Provo a indossare un po' le vesti del regista e un po' quelle del ballerino, per capire cosa si prova a "decidere" e cosa a "obbedire". Cosa succederebbe se fosse il ballerino a dire al regista: "ricordati che hai solo 3 minuti per morire".
Perché ci siamo concentrati su una sola funzione del regista? Abbiamo detto che il regista ha il compito di stabilire le regole che consentono allo spettacolo di funzionare. Tuttavia, perché tali regole non siano mere imposizioni, ma confini che "contengono e guidano", il regista deve saper adempiere anche alla funzione complementare di facilitare le condizioni affinché si produca lo spazio entro il quale il ballerino possa ballare.
È un figlio il ballerino, che sta chiedendo al proprio padre di lasciargli lo spazio per recitare la propria parte, la propria vita. Gli sta chiedendo lo spazio per crescere, allargando i propri orizzonti e sperimentando la propria autonomia. Può morire il figlio solo se il padre sa essere d'esempio.
Nell'arroganza del cigno che non vuole morire, si ripete l'arroganza del padre che non sa farsi da parte di fronte alle spinte emancipative di un figlio che chiede uno spazio in cui esistere. Il desiderio d'immortalità e di onnipotenza si trasforma in una coazione a ripetere che rimbalza tra le generazioni.
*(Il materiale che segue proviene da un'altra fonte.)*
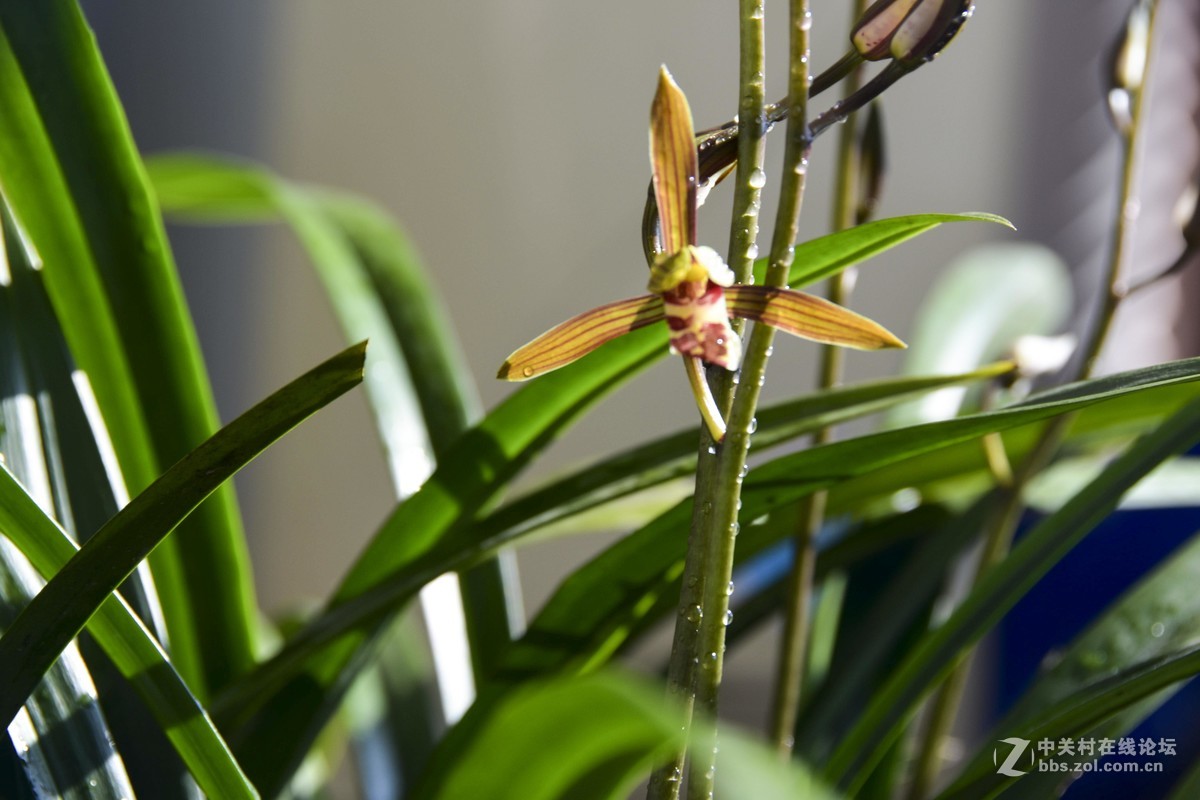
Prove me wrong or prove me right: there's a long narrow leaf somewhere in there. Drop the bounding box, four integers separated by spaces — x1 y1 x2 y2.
482 364 1013 545
148 153 510 754
0 342 365 731
0 0 257 694
413 671 833 800
823 398 1200 791
210 209 1009 791
940 644 1200 799
940 526 1200 797
0 470 258 799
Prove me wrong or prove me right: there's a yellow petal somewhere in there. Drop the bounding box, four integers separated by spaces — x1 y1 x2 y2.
650 66 698 255
497 295 665 380
726 286 906 350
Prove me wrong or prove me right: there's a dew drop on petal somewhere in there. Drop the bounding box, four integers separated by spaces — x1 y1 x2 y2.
685 604 704 624
522 366 535 377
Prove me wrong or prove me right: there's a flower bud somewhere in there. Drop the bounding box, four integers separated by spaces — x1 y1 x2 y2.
852 0 974 66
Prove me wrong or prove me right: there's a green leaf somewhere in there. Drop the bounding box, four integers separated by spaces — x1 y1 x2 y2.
822 397 1200 791
0 342 365 733
0 0 257 695
756 212 1014 289
420 360 1200 792
413 671 834 800
1026 456 1200 512
148 152 517 752
211 210 1011 792
483 364 1013 549
0 227 135 798
939 644 1200 800
886 241 1071 428
941 526 1200 798
0 469 259 800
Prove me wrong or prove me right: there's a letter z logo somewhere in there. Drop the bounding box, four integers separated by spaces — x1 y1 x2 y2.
994 737 1034 777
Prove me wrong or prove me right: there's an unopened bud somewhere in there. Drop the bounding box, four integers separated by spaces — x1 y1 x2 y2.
852 0 975 66
1106 0 1153 134
1011 334 1077 380
856 103 887 224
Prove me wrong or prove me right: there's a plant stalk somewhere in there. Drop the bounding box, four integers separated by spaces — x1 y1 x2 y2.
768 0 870 755
647 1 767 796
683 2 810 797
907 8 1159 789
1081 0 1158 379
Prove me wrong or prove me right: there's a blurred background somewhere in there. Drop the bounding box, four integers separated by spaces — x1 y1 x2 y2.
80 0 1200 792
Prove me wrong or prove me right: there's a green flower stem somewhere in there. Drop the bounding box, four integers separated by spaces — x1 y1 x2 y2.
769 0 869 754
647 3 766 797
685 2 810 798
1081 0 1158 379
725 0 769 295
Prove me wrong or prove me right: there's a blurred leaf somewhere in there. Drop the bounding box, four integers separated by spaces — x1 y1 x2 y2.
940 644 1200 800
0 342 365 733
0 0 256 695
1026 456 1200 512
149 152 513 763
802 357 1200 517
943 525 1200 798
412 671 834 800
823 398 1200 791
887 242 1071 427
793 500 993 761
214 211 999 792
La storia continua a riprodursi uguale a se stessa perché il padre non sa accogliere il significato della protesta del figlio, così come il ballerino, concentrato sulla propria performance, non sa accogliere la protesta del pubblico, esasperato e annoiato di fronte alla patetica caparbietà del cigno che fa di tutto per non morire.
Nessuno comprende che la morte è solo simbolica: sul palco, dietro alle quinte e in platea, sembra che in nessun luogo ci sia lo spazio per riflettere su questo pensiero. Il regista anela solo al successo del proprio spettacolo, nella sua mente non possono trovare accoglimento le perplessità del ballerino, le sue paure e le sue angosce. Il ballerino a sua volta si sente intrappolato nei limiti imposti dal tiranno: "hai solo 3 minuti per morire" si trasformano nella sua mente in "ti concedo solo 3 minuti per vivere" e così lotta per sfuggire alla profezia paterna avallando col suo comportamento cieco e sovversivo la propria condanna all'eterno anonimato, confinato nella prigione del proprio fallimento. Un oblio con "fine pena mai" sembra attenderlo.
Come sarebbero diverse le cose se solo il padre sapesse comunicare al figlio che la morte è solo simbolica e che scendere dal palco non significa scomparire nell'oblio! Se solo il regista sapesse trasmettere al ballerino la fiducia che lo spazio necessario per crescere c'è, e che la morte di quel cigno non è "la fine" ma il presupposto necessario per poter diventare altro: su un altro palco, in un altro spettacolo.
Se il padre sapesse morire "solo per 3 minuti", potrebbe insegnare al figlio che è necessario continuare a rinascere per poter crescere. Non avremmo più farfalle se tutti i bruchi si ostinassero a non morire. Non può vivere il figlio, se non sa morire il padre. Non può morire il ballerino se non ha la fiducia che il regista sta coltivando per lui nuovi spettacoli per il suo futuro e per continuare a mettere in scena la narrazione della propria vita. Possiamo permetterci di morire solo se sappiamo di poter rinascere nella mente di qualcuno che ci aiuta a mantenere la continuità narrativa della nostra storia. Penso che il nostro cigno potrà morire quando troverà qualcuno in grado di dirgli: "ricordati che hai solo 3 minuti per morire. E tutto il resto del tempo per vivere, per crescere, per coltivare la tua parte, i tuoi desideri e le tue peculiarità".